When “La Muerte” came out I was nearly impressed again. Still, nice though the album was, it had some major flaws. It felt a bit overlong and incoherent ( or sloppily-written, if you like). Take track three –“You could make me kill”; it starts with King Diamondesque guitar harmonies and is, by and large, a slow heavy metal song , but with unimaginative death metal drumming, which sticks out like a sore thumb. I could muster a similarly scathing comment about most songs, which just goes to show the album wasn’t exactly what I had been expecting the re-formed Gorefest to be capable of ( not that I really had been expecting that much; just a figure of speech, see? ).
Then “Rise to Ruin” was released and my prayers were answered. I’m back in the fanboy mode. I’m in awe. It’s almost religious. Most nights for the last couple of months my going-to-bed routine has been something like: “Gorguts? Gorerotted? Surely not Gorefest again?! ... Yeah, go on then…”
What exactly is so good about the latest release? In a word: everything. Although it doesn’ t feel so much different from “La Muerte” (take first tracks: similar sound, similar structure, similar riff count) it is that little bit better in every meaningful area. But then again, a little does suffice. Gorefest may not have been major mould-breakers at any point in their career, but this is the second occasion when they have used all the right ingredients in perfect proportions to achieve top-notch output. You’ve got it all here and then some. Apart from the trademark lotsa sludgy goodness interspersed with faaaarghst death metal passages and melodic leads there are some pockets of, well, experimentation? Nothing too off-kilter, of course. Take that middle bit in “Revolt”; it’s like a death metal version of the recitation passage in Maiden’s “Rhyme of the Ancient Mariner”, isn’t it?
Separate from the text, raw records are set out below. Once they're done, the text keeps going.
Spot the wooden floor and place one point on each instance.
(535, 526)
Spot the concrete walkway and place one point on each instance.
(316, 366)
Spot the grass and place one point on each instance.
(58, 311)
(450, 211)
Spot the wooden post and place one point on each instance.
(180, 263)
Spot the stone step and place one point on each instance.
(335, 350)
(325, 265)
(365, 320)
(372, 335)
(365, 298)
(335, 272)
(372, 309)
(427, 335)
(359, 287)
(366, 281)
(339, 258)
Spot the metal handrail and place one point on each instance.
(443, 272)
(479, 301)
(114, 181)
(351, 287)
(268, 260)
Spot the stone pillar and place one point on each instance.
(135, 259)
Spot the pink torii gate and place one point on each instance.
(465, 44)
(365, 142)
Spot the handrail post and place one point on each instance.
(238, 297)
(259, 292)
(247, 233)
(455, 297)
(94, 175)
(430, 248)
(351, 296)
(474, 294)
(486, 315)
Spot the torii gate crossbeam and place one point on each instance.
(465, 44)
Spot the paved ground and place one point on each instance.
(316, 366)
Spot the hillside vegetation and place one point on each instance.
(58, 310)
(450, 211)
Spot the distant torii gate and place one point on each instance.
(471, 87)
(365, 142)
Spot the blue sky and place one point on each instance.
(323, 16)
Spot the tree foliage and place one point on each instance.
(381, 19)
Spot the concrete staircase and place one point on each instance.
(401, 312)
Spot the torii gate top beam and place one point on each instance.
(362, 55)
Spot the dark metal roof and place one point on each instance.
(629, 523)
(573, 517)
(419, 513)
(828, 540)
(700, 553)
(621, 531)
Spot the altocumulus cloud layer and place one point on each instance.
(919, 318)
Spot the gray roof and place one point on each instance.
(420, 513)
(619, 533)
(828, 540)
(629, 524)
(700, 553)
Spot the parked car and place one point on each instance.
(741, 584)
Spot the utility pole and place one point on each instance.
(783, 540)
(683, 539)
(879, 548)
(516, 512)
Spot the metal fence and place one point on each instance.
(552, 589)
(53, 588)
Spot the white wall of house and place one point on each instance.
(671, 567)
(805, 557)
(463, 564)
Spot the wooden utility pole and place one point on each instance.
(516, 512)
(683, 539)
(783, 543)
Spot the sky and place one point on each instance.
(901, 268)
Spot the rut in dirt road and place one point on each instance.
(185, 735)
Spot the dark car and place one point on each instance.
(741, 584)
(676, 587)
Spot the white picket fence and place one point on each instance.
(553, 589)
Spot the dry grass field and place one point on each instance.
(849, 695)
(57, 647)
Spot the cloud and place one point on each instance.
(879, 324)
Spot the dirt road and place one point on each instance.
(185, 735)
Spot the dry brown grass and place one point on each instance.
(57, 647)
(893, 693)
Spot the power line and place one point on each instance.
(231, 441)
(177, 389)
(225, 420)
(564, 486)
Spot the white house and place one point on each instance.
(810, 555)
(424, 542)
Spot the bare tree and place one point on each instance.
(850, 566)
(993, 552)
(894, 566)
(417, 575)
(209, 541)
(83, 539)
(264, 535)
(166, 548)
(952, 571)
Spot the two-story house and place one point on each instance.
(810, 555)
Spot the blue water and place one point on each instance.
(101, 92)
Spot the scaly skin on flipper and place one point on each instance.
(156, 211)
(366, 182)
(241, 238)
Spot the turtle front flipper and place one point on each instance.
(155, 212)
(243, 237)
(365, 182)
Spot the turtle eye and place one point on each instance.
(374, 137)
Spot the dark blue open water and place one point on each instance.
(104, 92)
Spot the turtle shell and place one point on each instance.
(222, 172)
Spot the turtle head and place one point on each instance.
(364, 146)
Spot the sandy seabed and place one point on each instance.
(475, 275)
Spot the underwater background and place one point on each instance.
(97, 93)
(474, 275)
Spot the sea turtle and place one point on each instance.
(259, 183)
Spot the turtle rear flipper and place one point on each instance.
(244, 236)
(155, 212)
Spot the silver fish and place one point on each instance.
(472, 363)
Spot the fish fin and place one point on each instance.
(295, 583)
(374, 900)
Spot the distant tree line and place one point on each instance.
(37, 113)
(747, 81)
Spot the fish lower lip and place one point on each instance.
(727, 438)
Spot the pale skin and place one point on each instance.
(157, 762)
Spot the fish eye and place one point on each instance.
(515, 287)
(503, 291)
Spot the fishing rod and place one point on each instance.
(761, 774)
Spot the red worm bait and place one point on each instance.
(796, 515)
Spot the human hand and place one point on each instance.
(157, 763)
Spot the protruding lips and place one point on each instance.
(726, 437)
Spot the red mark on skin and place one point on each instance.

Still, it does the trick surprisingly well, creating the much desired ominous atmosphere.
The overall sound of the guitars is a surprisingly contemporary mean of “False” and “Erase”. There is plenty of attention to details and though I would never call the band’s songwriting baroque there are lots of little hooks that dig into your subconscious. The first twenty-five seconds of the album alone make it worth your money. Isn’t that buzz of amplified guitar pick-ups with a few muted string creaks a brilliant idea? It gives you the feeling of having the band play a private show in your house, or you being in their rehearsal room. Then the riff kicks in and then the lead arpeggioed fast as hell in that unmistakeably GOREFEST way. Yes!
It’s just not my style to do a track-by-track, so I think this will have to do for now. If, like me, you love the masterpiece that is “False", you are likely to enjoy “Rise to Ruin” as much as I do. Quality, mate! Can they match it in future? I certainly hope so.